Metallic ferromagnetic selenospinel composites of CuCr2Se4–CdCr2Se4 with double negative electromagnetic parameters

Random metamaterial with negative electric permittivity (e < 0) and negative magnetic permeability (μ < 0) is a group of attractive alternatives to ordered double negative metamaterials (DNMs) with periodic unit cells; however, the preparation of random DNMs with a relatively convenient preparation process and their electromagnetic property adjustment are of challenge.
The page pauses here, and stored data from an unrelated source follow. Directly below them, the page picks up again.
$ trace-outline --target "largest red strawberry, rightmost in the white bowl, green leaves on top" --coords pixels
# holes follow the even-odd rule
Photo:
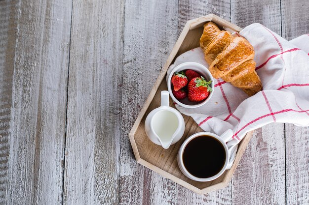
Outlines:
[[[211,82],[207,82],[203,76],[193,78],[188,85],[188,99],[192,102],[200,102],[206,99],[209,93],[212,92]]]

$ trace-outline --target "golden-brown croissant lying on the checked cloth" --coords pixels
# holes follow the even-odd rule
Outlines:
[[[255,71],[254,49],[245,38],[233,37],[229,31],[208,22],[199,43],[214,78],[230,82],[249,96],[262,89]]]

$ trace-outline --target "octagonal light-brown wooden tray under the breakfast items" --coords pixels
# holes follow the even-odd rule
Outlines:
[[[247,133],[245,138],[240,142],[236,159],[231,170],[227,170],[222,176],[213,181],[197,182],[184,176],[177,164],[177,153],[182,143],[192,134],[203,131],[195,123],[193,118],[183,115],[186,123],[185,134],[178,143],[170,146],[168,149],[163,149],[161,146],[155,145],[148,139],[144,130],[144,123],[147,115],[153,109],[160,106],[161,90],[167,90],[165,81],[167,68],[179,55],[199,46],[199,38],[203,32],[203,25],[209,21],[216,23],[219,27],[221,27],[221,29],[224,27],[225,29],[230,28],[238,32],[241,30],[241,28],[236,25],[214,14],[209,14],[207,16],[202,16],[200,18],[188,21],[129,133],[130,142],[138,163],[198,194],[206,194],[208,192],[223,188],[229,184],[241,156],[243,155],[244,150],[252,137],[253,131]],[[171,98],[170,106],[174,107]]]

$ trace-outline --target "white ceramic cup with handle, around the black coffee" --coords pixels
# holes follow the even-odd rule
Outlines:
[[[225,164],[223,168],[220,170],[218,174],[216,174],[215,176],[207,177],[207,178],[199,178],[199,177],[196,177],[190,174],[188,170],[186,169],[184,162],[183,162],[183,153],[184,153],[186,146],[191,140],[193,140],[196,137],[205,136],[205,135],[216,138],[222,144],[222,146],[225,149],[226,159],[225,159]],[[221,136],[218,136],[211,132],[199,132],[199,133],[196,133],[190,136],[187,140],[185,140],[185,142],[182,144],[182,146],[179,148],[179,151],[178,151],[177,162],[178,162],[178,166],[181,172],[188,178],[193,179],[195,181],[211,181],[221,176],[224,173],[224,171],[226,171],[227,168],[232,167],[233,162],[230,162],[229,159],[230,159],[233,148],[238,144],[238,141],[232,139],[232,135],[233,135],[232,130],[228,129]]]

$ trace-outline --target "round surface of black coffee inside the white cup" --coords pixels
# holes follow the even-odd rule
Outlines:
[[[226,160],[224,146],[211,136],[199,136],[191,140],[184,149],[183,162],[190,174],[208,178],[218,174]]]

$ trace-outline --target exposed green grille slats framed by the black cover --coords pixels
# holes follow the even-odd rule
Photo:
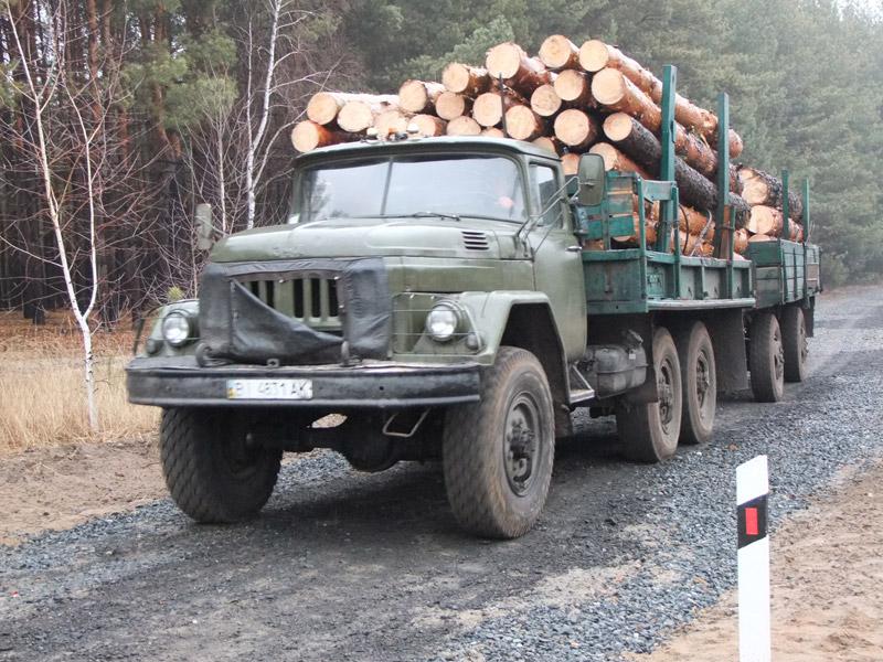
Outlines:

Here, we report the preparation of metallic ferromagnetic selenospinel composites, xCdCr2Se4·(1−x)CuCr2Se4, from metallic powders by using a simple solid-state reaction process, and double negative e and μ have been observed in the frequency range of 120–650 MHz for 0.2CdCr2Se4·0.8CuCr2Se4 and 73–520 MHz for 0.4CdCr2Se4·0.6CuCr2Se4. The negative e is owing to the plasmonic state of delocalized carriers in the metallic ferromagnetic CuCr2Se4, which can be described with the Drude model. The suppression of the magnetic resonance induced by the eddy current has been alleviated by the proper addition of the paramagnetic semiconductor CdCr2Se4. A theoretical model deduced from Maxwell's equation has been constructed based on the skin effect to elucidate the magnetic resonance-dependent negative permeability. Our work introduces the metallic ferromagnetic chalcospinels into the field of random DNMs and sheds light on the theoretical understanding and tuning mechanism on the double negative properties.